Vittorio Strada: I media italiani, ma direi quelli occidentali in genere, ignorano completamente che l’Ucraina è uno Stato nazionale complesso, che ha tutto il suo diritto all’autonomia e all’indipendenza. In primo luogo perché è uno Stato riconosciuto sul piano del diritto internazionale, ma in secondo luogo anche perché questa indipendenza e questa autonomia hanno uno spessore storico che non si può, né si deve ignorare. La dimensione storica non va ignorata. Ma poi c’è un piano attuale, con un fatto che Brezinski mette in luce ma che è evidente: senza l’Ucraina il sogno di una nuova potenza imperiale è fragile. Il primo a saperlo è Vladimir Putin, perché senza l’Ucraina la sua politica di dialogo e potenza diventa impossibile: questo spiega una certa smania attorno i confini ucraini. La questione della Crimea, d’altronde, ha allarmato non poco gli ucraini.

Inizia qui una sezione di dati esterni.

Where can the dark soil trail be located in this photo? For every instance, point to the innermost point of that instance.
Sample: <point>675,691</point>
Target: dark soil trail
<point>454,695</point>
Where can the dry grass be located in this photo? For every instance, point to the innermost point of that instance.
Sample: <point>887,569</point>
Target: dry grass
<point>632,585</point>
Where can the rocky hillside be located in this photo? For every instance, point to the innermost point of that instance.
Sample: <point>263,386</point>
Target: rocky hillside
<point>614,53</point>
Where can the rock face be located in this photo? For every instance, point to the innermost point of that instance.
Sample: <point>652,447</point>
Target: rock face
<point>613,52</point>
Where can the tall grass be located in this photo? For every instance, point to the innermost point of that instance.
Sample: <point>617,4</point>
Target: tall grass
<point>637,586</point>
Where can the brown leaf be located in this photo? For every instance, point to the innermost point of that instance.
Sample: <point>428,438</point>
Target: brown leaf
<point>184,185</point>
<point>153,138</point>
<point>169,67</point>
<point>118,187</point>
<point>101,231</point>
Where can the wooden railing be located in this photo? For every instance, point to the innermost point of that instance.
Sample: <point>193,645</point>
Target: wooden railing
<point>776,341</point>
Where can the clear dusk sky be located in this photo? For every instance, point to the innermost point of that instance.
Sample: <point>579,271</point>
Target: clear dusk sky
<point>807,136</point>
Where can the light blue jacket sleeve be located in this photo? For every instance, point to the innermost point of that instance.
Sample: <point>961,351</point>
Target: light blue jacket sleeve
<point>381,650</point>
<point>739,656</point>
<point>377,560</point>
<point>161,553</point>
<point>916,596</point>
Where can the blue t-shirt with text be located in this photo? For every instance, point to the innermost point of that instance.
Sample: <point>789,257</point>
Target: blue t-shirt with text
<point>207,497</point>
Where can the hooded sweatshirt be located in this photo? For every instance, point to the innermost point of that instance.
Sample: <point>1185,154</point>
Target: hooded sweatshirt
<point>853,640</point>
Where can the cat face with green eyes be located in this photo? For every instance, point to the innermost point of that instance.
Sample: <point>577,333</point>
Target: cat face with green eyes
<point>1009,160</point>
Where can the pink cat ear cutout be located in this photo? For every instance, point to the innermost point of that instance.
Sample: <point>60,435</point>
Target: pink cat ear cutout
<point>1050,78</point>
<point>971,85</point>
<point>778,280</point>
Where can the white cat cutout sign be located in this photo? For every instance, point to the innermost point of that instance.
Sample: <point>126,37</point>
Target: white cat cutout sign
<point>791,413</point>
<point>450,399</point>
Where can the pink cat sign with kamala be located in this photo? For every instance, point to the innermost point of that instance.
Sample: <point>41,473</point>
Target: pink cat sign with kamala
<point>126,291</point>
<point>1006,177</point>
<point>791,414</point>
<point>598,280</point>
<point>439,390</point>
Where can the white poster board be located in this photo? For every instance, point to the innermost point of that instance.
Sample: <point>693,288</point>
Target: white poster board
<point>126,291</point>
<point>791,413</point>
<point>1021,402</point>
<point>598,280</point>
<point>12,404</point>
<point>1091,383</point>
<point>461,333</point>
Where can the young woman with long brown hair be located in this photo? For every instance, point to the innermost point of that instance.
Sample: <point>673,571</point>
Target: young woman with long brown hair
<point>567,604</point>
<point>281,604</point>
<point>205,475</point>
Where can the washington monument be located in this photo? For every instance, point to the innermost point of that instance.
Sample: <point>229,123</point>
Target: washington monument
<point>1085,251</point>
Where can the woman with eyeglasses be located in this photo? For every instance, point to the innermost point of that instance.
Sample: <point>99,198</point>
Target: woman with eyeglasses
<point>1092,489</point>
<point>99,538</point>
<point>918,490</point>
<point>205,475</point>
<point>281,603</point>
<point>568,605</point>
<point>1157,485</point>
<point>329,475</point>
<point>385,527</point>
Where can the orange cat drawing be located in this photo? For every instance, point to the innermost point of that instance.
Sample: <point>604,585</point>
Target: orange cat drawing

Una tregua è però stata più volte proposta da Putin...

Vittorio Strada: Il punto non è la tregua, ma la volontà di dominio. Il problema russo-ucraino è quello più spinoso che vi sia sul pianeta. Certamente, la violenza dei terroristi dell’Isis spaventa, è raccapricciante e va fermata, ma qui c’è in ballo una grande potenza militare con una volontà espansionistica. Quando si parla di Federazione Russa, Nato, Unione Europea… e si pensa a quel che sta accadendo, c’è da rabbrividire. Bisognerebbe arrivare a un compromesso che veda il riconoscimento esplicito della sovranità dell’Ucraina sul suo territorio nazionale. Arriverà la Russia a questo? Potrebbe esserci una federalizzazione delle regioni contestate, a cui concedere grande autonomia, ma resta il fatto che già la pretesa di uno Stato di intervenire nelle questioni interne di un altro Stato sovrano è senza precedenti.

In apertura del suo libro, lei ricorda che Il tramonto dell’Occidente di Spengler venne tradotto in Russia con un titolo che suonava Il tramonto dell’Europa.  Un titolo profetico, non trova?

Vittorio Strada: Credo che l’Europa debba avere ancora una parte importantissima in questa vicenda. Anche perché il tutto si svolge sul suo territorio. L’Ucraina è Europa, la Russia è una parte speciale dell’Europa. L’eurocentrismo è finito da almeno un secolo, ma l’Europa anche se ha perso la sua centralità non ha perso la sua importanza. Anzi, questa è un’opportunità ultima per dimostrare al mondo di avere, nel mondo di oggi, un’autorità, un’autocoscienza, una cultura per giocare la sua carta. L’Europa sarà in grado di mostrarsi coesa, equilibrata, comune, dialogante ma ferma e decisa? Bisogna rafforzare l’unità europea nel rispetto delle sue interne differenze e accogliere senza remore l’Ucraina, evitando insieme l’isolamento (e autoisolamento) della Russia che a suo modo è parte essenziale dell’Europa.

Chi è

Vittorio Strada è nato a Milano nel 1929. È uno dei maggiori esperti di cultura russa in Europa. Dal 1970 al 2003 ha insegnato Lingua e letteratura russa all'Università Ca' Foscari di Venezia; dal 1992 al 1996 ha diretto l'Istituto Italiano di Cultura a Mosca. È stato iscritto al Partito Comunista italiano, mantenendo il suo forte dissenso rispetto al totalitarismo sovietico. Ha avuto rapporti stretti con tutti i maggiori intelletuali russi del secondo 900: con Boris Pasternak Strada ebbe incontri personali e fu lui a trasmettere a Feltrinelli un messaggio segreto in cui lo scrittore invitava l'editore a pubblicare ad ogni costo Il dottor Zivago, nonostante l'opposizione dei dirigenti sovietici.